To organize your working directory for a particular analysis, you should separate the original data (raw data) from intermediate datasets. For instance, you may want to create a data/ directory within your working directory that stores the raw data, and have a results/ directory for intermediate datasets and a figures/ directory for the plots you will generate.
Let's create these three directories within your working directory by clicking on New Folder within the Files tab.
When finished, your working directory should look like:
There are a few files that we will be working with in the next few lessons and you can access them using the links provided below. If you right click on the link, and "Save link as..". Choose ~/Desktop/Intro-to-R/data as the destination of the file. You should now see the file appear in your working directory.
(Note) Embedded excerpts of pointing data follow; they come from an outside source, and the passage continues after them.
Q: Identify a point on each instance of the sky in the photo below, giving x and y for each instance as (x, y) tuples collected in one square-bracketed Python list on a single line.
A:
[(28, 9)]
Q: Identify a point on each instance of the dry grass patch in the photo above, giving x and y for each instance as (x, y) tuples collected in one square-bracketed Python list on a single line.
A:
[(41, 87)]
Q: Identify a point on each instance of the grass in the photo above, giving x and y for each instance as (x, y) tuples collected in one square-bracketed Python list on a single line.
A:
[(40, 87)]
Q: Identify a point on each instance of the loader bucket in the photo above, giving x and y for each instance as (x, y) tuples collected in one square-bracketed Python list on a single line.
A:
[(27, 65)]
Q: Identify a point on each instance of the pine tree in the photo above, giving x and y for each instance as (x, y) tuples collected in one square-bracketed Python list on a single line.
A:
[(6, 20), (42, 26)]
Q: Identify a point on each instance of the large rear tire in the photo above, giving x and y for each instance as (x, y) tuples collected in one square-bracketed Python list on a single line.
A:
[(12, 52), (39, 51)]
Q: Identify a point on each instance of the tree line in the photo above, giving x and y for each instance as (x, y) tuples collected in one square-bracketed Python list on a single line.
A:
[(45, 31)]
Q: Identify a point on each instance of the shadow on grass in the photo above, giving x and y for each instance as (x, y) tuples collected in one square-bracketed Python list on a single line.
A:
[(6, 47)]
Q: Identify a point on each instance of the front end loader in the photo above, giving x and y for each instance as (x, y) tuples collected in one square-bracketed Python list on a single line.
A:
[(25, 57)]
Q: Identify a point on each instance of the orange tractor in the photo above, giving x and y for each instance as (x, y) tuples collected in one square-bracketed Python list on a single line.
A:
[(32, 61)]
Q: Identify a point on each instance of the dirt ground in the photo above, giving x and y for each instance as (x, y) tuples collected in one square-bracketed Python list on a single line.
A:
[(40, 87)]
We will discuss these files a bit later in the lesson.
Download the normalized counts file by right clicking here.
Download metadata file using this link.
NOTE: If the files download automatically to some other location on your laptop, you can move them to the your working directory using your file explorer or finder (outside RStudio), or navigating to the files in the Files tab of the bottom right panel of RStudio
This is more of a housekeeping task. We will be writing long lines of code in our script editor and want to make sure that the lines "wrap" and you don't have to scroll back and forth to look at your long line of code.
Click on "Tools" at the top of your RStudio screen and click on "Global Options" in the pull down menu.
On the left, select "Code" and put a check against "Soft-wrap R source files." Make sure you click the "Apply" button at the bottom of the Window before saying "OK".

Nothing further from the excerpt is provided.